Décisions de la CRTESPF

Informations sur la décision

Résumé :

La plaignante a engagé une démarche pour faire reconnaître une situation de harcèlement comme accident de travail par la CLP - son agent négociateur l’a appuyée un certain temps dans cette démarche, puis, un mois avant l’audience devant la CLP, lui a laissé savoir qu’il ne la représenterait pas - la plaignante voulait que la Commission ordonne à l’agent négociateur de payer les frais d’un avocat pour la représenter - la Commission a conclu que l’agent négociateur n’a pas agi de façon arbitraire ou discriminatoire, ni avec mauvaise foi - l’agent négociateur n’avait aucune obligation de représenter un employé devant une autre instance administrative - de plus, l’agent négociateur a agi de façon diligente et responsable. Plainte rejetée.

Contenu de la décision



Loi sur les relations de travail 
dans la fonction publique

Coat of Arms - Armoiries
  • Date:  2009-10-30
  • Dossier:  561-02-391
  • Référence:  2009 CRTFP 143

Devant la Commission des relations
de travail dans la fonction publique


ENTRE

CAROLLE LAVOIE

plaignante

et

ALLIANCE DE LA FONCTION PUBLIQUE DU CANADA ET ALAIN LACHAPELLE

défendeurs

Répertorié
Lavoie c. Alliance de la Fonction publique du Canada et Lachapelle

Affaire concernant une plainte visée à l'article 190 de la Loi sur les relations de travail dans la fonction publique

MOTIFS DE DÉCISION

Devant:
Renaud Paquet, commissaire

Pour la plaignante:
Elle-même

Pour les défendeurs:
Nathalie St-Louis, Alliance de la Fonction publique du Canada

Décision rendue sur la base d'arguments écrits
déposés les 25 mai et 14 octobre 2009.

Plainte devant la Commission

1 Le 30 avril 2009, Carolle Lavoie (la « plaignante ») a déposé une plainte contre son agent négociateur, l’Alliance de la Fonction publique du Canada (AFPC) et Alain Lachapelle, représentant syndical de l’AFPC (les « défendeurs »). La plaignante fonde sa plainte sur l’alinéa 190(1)g) de la Loi sur les relations de travail dans la fonction publique (la « Loi ») qui renvoie à l’article 185 de la Loi. La plaignante allègue que les défendeurs ont manqué à leur devoir de représentation en cessant de la représenter devant la Commission des lésions professionnelles du Québec (CLP). La plainte renvoie aux dispositions suivantes de la Loi :  

[…]

190. (1) La Commission instruit toute plainte dont elle est saisie et selon laquelle

[…]

g) l’employeur, l’organisation syndicale ou toute personne s’est livré à une pratique déloyale au sens de l’article 185.

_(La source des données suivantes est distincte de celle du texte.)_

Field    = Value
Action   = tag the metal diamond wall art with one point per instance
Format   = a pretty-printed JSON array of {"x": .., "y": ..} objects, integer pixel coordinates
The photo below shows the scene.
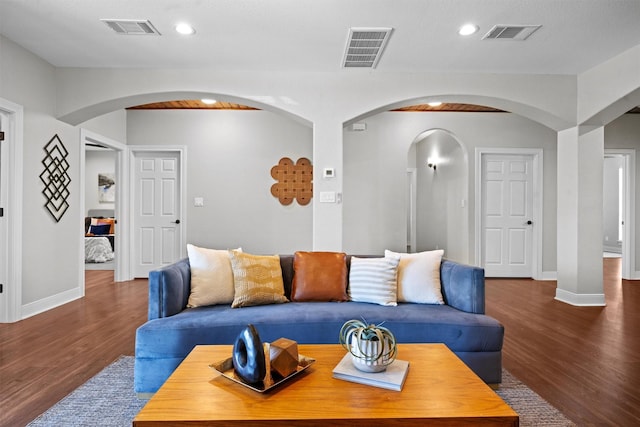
[{"x": 55, "y": 178}]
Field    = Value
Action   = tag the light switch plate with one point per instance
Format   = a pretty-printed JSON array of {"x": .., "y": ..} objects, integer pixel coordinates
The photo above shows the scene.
[{"x": 327, "y": 197}]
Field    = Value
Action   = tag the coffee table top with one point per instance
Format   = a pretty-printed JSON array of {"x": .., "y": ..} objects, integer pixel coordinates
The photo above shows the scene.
[{"x": 440, "y": 390}]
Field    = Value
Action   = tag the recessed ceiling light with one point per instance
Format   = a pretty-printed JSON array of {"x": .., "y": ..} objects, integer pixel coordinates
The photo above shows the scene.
[
  {"x": 185, "y": 29},
  {"x": 468, "y": 29}
]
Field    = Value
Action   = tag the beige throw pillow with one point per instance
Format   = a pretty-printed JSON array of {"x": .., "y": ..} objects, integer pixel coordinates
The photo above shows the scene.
[
  {"x": 211, "y": 276},
  {"x": 257, "y": 280},
  {"x": 419, "y": 276}
]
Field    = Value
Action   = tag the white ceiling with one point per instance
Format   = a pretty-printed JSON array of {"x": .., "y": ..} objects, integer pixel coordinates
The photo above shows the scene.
[{"x": 310, "y": 35}]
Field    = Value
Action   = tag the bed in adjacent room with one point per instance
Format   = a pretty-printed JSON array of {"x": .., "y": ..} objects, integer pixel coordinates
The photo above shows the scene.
[{"x": 99, "y": 240}]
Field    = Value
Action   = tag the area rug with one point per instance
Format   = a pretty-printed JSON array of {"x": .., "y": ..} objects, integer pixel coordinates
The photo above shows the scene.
[{"x": 108, "y": 400}]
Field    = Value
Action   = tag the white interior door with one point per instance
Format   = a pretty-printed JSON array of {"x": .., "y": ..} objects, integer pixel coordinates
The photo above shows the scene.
[
  {"x": 507, "y": 215},
  {"x": 156, "y": 209},
  {"x": 4, "y": 236}
]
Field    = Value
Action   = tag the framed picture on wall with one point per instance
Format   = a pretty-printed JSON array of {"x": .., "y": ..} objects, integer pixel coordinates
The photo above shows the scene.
[{"x": 106, "y": 188}]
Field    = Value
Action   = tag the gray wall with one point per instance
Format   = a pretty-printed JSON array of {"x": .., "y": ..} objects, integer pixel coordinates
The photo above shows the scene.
[
  {"x": 441, "y": 219},
  {"x": 624, "y": 132},
  {"x": 229, "y": 158},
  {"x": 375, "y": 163},
  {"x": 29, "y": 81}
]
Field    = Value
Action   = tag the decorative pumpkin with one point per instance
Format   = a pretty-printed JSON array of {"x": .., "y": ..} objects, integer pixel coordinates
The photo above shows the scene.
[{"x": 372, "y": 347}]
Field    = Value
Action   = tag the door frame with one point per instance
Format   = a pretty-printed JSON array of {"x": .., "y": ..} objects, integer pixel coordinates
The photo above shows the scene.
[
  {"x": 11, "y": 301},
  {"x": 536, "y": 155},
  {"x": 182, "y": 161},
  {"x": 628, "y": 239},
  {"x": 121, "y": 262},
  {"x": 412, "y": 197}
]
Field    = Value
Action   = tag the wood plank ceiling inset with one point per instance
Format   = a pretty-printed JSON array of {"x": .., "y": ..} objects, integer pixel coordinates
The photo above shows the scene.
[
  {"x": 450, "y": 107},
  {"x": 221, "y": 105},
  {"x": 191, "y": 104}
]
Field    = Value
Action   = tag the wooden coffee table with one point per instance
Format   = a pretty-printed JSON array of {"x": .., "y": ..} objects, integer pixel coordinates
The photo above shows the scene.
[{"x": 440, "y": 390}]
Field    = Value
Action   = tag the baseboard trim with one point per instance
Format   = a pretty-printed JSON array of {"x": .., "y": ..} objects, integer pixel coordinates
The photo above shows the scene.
[
  {"x": 48, "y": 303},
  {"x": 549, "y": 275},
  {"x": 580, "y": 300}
]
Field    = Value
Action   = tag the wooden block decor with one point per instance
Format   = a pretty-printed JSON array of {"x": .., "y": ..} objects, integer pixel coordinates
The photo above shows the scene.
[
  {"x": 294, "y": 181},
  {"x": 283, "y": 353}
]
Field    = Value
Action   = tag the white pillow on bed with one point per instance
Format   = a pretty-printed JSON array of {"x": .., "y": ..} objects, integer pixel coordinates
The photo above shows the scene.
[
  {"x": 211, "y": 276},
  {"x": 419, "y": 276}
]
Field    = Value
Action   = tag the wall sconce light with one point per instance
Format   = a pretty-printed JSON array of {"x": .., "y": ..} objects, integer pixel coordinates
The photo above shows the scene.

185. Dans la présente section, « pratiques déloyales » s’entend de tout ce qui est interdit par les paragraphes 186(1) et (2), les articles 187 et 188 et le paragraphe 189(1).

187. Il est interdit à l’organisation syndicale, ainsi qu’à ses dirigeants et représentants, d’agir de manière arbitraire ou discriminatoire ou de mauvaise foi en matière de représentation de tout fonctionnaire qui fait partie de l’unité dont elle est l’agent négociateur.

[…]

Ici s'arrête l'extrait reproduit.